Nodes Planned (Initial Setup)

  1. Sources (The Input Generators)

    These blocks have 0 inputs and 1 output. They drive the simulation. A. Constant
  2. Purpose: The simplest block. Provides a fixed value.
  3. Params: value (float)
  4. Backend Logic:
        return params[value]
    
    B. Step Generator
  5. Purpose: Essential for testing “Transient Response” (how a system reacts to a sudden change)
  6. Params: step_time (when to jump), initial_value, final_value.
  7. Backend Logic:
        if current_time < params['step_time']:
            return params['initial_value']
        else
            return params['final_value']
    
    C. Sine Wave
  8. Purpose: Demonstrates time-varying signals.
  9. Params: amplitude, frequency (rad/sec), phase, bias.
  10. Backend Logic:
        # y = Amplitude * sin(freq * t + phase) + bia
        return params['amp'] * np.sin(params['freq'] * t + params['phase']) + params['bias']
    

2. Math Operations (The Processing)

These blocks are stateless. Output depends only on current inputs.

D. Gain - Purpose: Multiples a signal by a scalar.
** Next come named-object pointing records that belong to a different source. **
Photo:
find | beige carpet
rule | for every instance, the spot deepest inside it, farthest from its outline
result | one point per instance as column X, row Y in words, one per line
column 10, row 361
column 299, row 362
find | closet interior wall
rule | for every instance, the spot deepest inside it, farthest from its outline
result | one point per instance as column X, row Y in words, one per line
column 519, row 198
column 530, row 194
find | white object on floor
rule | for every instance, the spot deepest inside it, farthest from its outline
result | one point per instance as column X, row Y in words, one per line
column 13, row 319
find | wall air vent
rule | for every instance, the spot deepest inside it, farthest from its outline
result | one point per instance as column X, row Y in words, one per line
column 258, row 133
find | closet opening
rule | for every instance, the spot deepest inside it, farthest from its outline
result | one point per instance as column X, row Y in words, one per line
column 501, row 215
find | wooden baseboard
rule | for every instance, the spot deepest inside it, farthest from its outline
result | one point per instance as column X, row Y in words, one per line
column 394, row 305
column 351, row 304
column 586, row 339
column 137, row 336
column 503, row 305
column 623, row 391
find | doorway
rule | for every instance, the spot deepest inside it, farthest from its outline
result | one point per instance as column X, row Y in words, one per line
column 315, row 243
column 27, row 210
Used for unit conversion or amplification. - Inputs: 1 - Params: gain (float). - Backend Logic:

    return input_signal * params[gain]

E. Sum (Add/Subtract) - Purpose: Adds or subtracts multiple signals. - Inputs: 2 (usually labeled + and + or + and -). - Params: signs (string e.g., |+|-) - Backend Logic:

    return input_a + input_b (or a - b)

F. Product - Purpose: Multiplies two signals together (Non-linear) - Inputs: 2 - Backend Logic:

    return  input_a * input_b

3. Physics Nodes

This is the most important category for a Simulink competitor. These blocks have Memory. G. Integrator - Purpose: Calculates the area under the curve. It converts Acceleration -> Velocity -> Position. - Inputs: 1 (The derivative) - Params: initial_condition (Where do we start?) - Backend Logic (Euler Method):

    # stored in self.state
    delta = input_val * step_size
    self.state += delta
    return self.state

4. Sinks (The Visualization)

These blocks have 1 Input and 0 Outputs. H. Scope - Purpose: Plots the data over time. - Data Handling: In the backend, this block doesn’t do anything except mark the data stream as “To Be Plotted” so the frontend knows which array to fetch for the chart.
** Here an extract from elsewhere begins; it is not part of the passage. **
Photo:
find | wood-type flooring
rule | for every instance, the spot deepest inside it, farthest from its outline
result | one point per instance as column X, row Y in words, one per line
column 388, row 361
I. Display - Purpose: Shows just the final numeric value.

System Example

Cruise Control

If we implement the nodes above, you can build this classic control system to prove our PoC works:

Cruise Control Diagram

The Diagram:

  1. Step Generator: Target speed sets to 60mph at t = 1s.

  2. Sum Block: Calculates Error (Target Speed - Actual Speed)

  3. Gain Block: The Engine (converts error to force).

  4. Integrator: The Car’s physics (Force -> Speed)

  5. Feedback Loop: Connect Integrator output back to Sum Block

  6. Upon execution, the client serializes the node configuration into a JSON Netlist and transmits it to the backend server.

  7. The returned time-series data is immediately rendered within the Scope Node as a line chart (as illustrated below).
  8. Furthermore, the system supports reactive simulation: modifying parameters within the Step Generation or Gain blocks triggers an automatic re-simulation, instantly refreshing the graph to reflect the updated physics.